A Nurse Call System Becomes Turing Complete

George Mallory, a famous English mountaineer, once suggested that it was of no use to climb mountains. Instead, he posited, the only reason to climb a mountain is because it is there. Likewise, when you become an expert in nurse call systems like those found in hospitals, you may find that you do things with them that are of similar use. Making a Turing-complete nurse call system is something you do because you can.

[Erik] has been working on this particular call system, known as Netrix, and used Wireshark to sniff out all of its protocols. With this information he realized that it would be possible to use the system’s routing features to perform all of the tasks that any Turing complete system can do: conditional branching and memory access. He set up a virtual machine and set about implementing all of these tasks using the nurse call system’s features.

The setup for this project is impressive, and belies an extensive knowledge of this one proprietary system but also of computer science in general. It’s interesting to see how something can be formed into a working computer system from parts that otherwise might not be used that way. Even things that aren’t electronic can be used as Turing-complete computers.

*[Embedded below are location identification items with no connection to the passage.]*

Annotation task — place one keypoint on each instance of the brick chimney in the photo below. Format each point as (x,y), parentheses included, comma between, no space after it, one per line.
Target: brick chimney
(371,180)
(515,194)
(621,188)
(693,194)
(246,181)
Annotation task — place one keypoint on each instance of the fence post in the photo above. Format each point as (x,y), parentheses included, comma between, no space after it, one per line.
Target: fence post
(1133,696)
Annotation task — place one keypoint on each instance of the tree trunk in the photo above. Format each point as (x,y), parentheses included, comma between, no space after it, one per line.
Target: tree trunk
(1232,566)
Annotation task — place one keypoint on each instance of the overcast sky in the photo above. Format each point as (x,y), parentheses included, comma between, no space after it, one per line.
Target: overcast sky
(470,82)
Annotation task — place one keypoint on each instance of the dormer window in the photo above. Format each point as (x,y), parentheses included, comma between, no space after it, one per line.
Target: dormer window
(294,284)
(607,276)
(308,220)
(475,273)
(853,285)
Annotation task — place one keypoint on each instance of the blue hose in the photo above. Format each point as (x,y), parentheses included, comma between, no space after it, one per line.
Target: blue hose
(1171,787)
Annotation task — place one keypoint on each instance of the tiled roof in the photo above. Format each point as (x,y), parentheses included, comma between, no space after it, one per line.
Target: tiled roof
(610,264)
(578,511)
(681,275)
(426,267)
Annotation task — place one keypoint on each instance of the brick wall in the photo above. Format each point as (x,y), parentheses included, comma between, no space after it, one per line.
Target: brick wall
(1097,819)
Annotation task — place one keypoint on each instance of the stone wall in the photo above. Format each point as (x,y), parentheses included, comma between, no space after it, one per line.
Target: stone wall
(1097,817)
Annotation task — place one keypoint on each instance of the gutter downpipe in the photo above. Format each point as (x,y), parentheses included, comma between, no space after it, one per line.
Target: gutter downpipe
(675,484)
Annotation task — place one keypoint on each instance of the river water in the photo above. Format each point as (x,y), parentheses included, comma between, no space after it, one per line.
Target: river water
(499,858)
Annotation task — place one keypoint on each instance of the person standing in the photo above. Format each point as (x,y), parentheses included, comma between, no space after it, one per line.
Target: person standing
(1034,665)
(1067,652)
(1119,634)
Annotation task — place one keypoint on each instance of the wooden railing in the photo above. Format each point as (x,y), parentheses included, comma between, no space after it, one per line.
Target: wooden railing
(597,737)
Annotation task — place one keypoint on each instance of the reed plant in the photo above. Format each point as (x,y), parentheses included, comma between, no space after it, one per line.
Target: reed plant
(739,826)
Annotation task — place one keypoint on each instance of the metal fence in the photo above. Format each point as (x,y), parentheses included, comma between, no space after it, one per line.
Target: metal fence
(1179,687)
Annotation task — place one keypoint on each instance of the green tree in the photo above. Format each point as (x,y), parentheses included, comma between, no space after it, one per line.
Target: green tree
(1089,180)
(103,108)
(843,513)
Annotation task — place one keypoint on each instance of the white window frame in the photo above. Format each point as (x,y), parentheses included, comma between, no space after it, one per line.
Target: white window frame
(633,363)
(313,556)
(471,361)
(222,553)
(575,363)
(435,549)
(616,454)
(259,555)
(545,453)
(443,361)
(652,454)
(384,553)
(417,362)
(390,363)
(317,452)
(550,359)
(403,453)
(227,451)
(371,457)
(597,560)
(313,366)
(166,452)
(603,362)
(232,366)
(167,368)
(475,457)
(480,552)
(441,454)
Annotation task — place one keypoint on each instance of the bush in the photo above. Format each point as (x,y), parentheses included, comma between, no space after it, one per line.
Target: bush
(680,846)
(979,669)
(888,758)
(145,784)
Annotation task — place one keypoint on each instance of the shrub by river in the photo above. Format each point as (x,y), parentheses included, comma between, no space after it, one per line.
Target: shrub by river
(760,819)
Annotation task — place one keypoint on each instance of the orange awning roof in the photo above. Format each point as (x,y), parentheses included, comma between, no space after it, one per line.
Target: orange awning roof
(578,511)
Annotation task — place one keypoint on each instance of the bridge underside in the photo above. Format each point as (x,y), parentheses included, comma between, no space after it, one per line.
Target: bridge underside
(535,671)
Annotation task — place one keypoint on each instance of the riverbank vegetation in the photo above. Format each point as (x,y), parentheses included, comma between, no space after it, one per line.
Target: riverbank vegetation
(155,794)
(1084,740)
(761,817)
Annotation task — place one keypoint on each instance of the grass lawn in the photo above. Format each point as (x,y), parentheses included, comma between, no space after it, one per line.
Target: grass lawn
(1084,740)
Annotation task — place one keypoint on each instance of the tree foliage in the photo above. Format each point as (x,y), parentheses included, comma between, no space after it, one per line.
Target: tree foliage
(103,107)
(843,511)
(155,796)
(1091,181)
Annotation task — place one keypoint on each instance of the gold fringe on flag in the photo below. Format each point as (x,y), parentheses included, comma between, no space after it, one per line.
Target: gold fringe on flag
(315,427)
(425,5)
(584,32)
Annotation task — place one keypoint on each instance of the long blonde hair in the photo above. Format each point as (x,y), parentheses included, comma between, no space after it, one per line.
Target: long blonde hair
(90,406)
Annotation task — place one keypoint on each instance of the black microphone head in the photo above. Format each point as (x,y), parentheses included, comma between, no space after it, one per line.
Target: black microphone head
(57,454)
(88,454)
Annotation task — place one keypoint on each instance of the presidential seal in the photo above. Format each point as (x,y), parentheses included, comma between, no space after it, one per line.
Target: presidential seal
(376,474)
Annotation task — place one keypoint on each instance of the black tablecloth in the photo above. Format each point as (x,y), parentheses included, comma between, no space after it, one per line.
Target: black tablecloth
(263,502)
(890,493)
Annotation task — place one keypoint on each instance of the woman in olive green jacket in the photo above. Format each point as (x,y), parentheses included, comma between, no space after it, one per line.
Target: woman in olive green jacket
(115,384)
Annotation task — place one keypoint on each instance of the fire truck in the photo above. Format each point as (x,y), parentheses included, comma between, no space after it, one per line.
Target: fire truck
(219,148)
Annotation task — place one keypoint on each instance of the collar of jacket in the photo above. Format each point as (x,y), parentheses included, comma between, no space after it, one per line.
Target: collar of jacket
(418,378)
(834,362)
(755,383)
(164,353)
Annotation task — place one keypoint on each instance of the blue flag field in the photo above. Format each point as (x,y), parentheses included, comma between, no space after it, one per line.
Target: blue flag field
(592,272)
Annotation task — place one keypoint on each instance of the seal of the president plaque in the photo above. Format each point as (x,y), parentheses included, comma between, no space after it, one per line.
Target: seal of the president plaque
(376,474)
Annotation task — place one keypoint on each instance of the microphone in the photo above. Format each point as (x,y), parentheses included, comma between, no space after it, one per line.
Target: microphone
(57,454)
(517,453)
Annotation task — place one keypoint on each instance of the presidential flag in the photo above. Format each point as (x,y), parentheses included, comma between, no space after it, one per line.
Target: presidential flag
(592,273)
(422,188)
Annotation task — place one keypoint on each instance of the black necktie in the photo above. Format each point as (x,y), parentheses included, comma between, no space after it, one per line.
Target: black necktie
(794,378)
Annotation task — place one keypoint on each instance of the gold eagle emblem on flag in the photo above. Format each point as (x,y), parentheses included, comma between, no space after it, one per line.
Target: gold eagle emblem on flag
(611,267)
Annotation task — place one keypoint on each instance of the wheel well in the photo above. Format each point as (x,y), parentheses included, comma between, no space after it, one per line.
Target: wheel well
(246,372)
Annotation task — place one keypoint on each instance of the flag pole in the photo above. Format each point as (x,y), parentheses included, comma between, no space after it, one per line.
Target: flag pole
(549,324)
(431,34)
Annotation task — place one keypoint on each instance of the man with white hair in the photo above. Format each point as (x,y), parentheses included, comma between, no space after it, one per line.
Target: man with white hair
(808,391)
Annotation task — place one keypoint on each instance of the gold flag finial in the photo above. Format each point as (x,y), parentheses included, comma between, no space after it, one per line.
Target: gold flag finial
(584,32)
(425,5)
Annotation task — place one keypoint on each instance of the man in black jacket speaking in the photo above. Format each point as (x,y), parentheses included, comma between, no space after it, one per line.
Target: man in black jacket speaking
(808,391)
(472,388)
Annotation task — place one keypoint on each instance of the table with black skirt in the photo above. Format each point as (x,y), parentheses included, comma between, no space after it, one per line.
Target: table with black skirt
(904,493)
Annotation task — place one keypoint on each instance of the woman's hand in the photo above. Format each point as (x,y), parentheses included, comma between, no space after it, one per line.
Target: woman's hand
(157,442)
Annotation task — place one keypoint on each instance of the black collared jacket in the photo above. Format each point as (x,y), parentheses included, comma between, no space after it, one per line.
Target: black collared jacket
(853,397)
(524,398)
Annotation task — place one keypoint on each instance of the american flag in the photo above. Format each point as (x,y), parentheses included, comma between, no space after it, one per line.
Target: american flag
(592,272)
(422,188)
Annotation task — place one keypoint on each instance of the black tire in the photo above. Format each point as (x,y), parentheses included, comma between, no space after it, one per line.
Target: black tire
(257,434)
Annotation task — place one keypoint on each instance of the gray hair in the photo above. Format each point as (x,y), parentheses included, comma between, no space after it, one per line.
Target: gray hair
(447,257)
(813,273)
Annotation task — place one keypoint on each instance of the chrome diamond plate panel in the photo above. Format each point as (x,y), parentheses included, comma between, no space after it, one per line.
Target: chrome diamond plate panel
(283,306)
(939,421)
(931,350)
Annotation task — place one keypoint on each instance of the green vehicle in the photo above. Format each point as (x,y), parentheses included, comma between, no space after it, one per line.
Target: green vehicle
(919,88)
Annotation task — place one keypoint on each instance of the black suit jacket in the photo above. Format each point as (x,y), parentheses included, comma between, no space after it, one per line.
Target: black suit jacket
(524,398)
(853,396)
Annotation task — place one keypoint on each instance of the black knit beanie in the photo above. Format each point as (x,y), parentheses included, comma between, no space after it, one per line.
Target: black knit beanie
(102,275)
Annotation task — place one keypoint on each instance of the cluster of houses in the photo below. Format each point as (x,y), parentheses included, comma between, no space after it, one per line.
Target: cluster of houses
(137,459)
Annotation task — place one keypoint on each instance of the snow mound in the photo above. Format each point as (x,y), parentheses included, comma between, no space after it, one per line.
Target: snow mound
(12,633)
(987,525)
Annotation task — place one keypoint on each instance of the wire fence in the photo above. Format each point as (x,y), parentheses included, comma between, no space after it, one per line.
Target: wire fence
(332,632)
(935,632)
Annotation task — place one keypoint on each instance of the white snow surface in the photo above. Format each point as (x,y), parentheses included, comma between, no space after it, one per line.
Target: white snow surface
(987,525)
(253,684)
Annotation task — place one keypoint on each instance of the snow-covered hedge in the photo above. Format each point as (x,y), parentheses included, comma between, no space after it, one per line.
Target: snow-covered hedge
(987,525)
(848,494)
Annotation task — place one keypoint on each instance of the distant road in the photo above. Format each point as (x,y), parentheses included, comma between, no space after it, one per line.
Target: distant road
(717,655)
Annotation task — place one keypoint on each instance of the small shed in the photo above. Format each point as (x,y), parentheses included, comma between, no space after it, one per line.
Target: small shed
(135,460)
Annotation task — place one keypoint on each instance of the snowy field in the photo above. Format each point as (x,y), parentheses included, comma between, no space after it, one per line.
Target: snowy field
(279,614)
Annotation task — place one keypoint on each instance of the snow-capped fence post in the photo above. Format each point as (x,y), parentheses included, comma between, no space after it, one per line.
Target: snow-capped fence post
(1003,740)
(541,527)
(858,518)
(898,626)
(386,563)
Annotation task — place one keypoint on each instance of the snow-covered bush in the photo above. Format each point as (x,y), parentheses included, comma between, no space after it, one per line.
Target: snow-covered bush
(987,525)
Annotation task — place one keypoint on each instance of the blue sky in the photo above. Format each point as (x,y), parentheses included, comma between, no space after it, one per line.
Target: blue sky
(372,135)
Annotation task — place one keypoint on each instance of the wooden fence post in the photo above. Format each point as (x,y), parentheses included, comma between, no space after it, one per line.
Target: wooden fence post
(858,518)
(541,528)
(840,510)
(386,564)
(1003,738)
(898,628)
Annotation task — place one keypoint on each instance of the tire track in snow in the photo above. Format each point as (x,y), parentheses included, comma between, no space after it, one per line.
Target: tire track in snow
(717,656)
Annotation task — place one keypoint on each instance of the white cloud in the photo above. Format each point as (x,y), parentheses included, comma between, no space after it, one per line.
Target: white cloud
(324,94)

Photo via Wikimedia Commons

3 thoughts on “A Nurse Call System Becomes Turing Complete

  1. Could you do this with a cable TV remote? They get more complicated all the time.
    Symbolic labels for so called universal understanding annoy me. Mixing them up with words is even worse. Symbols for bygone things like glass bulbs and floppies are one thing, but no toilet bowl symbol or Mr. Poo for when you gotta go. Those things never change. Visualizing pain, yuck. Words, yes.

    1. The general(Hideous) trend in design is monochrome flat icons for everything that change frequently. And they’re even getting rid of floppies and light bulbs in favor of things that symbolize the action itself without referencing obsolete technology(Despite the fact that people who have never seen a floppy still know them as “the save icon”).

      It’s awful just like most aggressively implemented minimalism(In general and especially in tech).

  2. Even Magic the Gathering is Turing-Complete…

    Which combines with another rule – if you enter a forced infinite loop, then the game is tied. You could set up a game that ends if and only if the twin primes conjecture is true.

    Except the finite register machine would take several years of turns to just _write the program_.